My review of Brian Doherty’s book is in the latest issue. Digital subscribers click here. An excerpt:
…Radicals for Capitalism is, quite simply, the best book of its kind ever written. This should not be interpreted as faint praise merely because it is the only book of its kind ever written (at least that I am aware of). It is an extraordinary accomplishment. Doherty, a senior editor at Reason magazine, has amassed an astonishing amount of information, often from hard-to-find sources, and presented it in a way that is accessible to the novice and illuminating to those already familiar with its subject matter (this reviewer falls into both camps, depending on the topic).
The book is by no means flawless. There are passages where Doherty lapses into movement stenography, calling the roll of those attending meetings forgotten even by most in attendance — and with such amnesia subtracting very little from human wisdom. Some overlong sentences are almost Bushian in that they start out fine, but you have no idea where they might end up. Also, there is so much material — and there are so many overlapping narratives — that at times Doherty’s timelines seem a bit tangled. But these are mere potholes in an otherwise extremely entertaining and informative ride.
One of the great sins in book reviewing is reviewing the book the author didn’t actually write, but the one the reviewer wishes he had. So in a sense mine is a sinful critique.

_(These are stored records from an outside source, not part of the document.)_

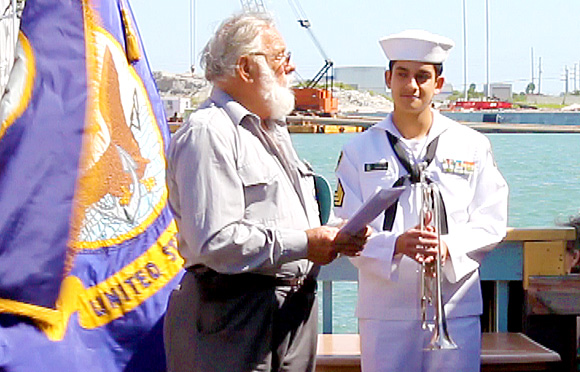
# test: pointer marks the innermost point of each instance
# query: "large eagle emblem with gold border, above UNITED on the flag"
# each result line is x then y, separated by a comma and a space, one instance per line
123, 177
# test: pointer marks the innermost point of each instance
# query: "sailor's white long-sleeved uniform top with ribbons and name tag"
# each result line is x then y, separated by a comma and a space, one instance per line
475, 196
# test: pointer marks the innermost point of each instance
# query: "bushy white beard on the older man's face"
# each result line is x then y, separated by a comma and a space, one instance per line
278, 98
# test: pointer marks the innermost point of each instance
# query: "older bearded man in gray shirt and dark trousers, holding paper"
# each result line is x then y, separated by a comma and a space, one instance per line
248, 220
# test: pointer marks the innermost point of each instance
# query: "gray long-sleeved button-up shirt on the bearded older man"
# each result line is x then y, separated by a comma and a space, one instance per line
241, 197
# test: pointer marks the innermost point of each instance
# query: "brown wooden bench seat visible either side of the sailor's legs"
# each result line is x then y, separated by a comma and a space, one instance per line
499, 352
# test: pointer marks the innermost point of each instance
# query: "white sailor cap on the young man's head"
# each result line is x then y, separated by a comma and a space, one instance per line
416, 45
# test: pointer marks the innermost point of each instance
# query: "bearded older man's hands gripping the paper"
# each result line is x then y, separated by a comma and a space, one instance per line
325, 243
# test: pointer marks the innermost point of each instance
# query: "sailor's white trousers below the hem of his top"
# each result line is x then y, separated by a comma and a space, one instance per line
398, 346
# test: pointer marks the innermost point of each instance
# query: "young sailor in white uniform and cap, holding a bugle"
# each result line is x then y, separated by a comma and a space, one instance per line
474, 195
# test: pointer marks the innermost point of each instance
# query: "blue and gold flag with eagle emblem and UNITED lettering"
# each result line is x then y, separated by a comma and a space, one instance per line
87, 242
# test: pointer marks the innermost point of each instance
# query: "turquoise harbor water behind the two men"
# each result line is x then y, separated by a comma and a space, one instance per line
542, 171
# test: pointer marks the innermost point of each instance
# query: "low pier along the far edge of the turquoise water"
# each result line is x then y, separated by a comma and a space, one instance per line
343, 124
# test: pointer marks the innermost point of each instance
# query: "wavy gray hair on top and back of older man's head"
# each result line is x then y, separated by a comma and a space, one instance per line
236, 36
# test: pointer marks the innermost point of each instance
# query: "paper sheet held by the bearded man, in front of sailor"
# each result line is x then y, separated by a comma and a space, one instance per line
371, 208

To find out what that sinful critique is, you need to read the whole review. But here is the kicker at the end:
No conservative should commit to a policy without first consulting the libertarian position. Indeed, once conservatism forgets to ask, “Should the government really be doing this?” it will have ceased conserving what is best about conservatism. Hence Radicals for Capitalism should be required reading not just for libertarians, but for their conservative comrades-in-arms as well.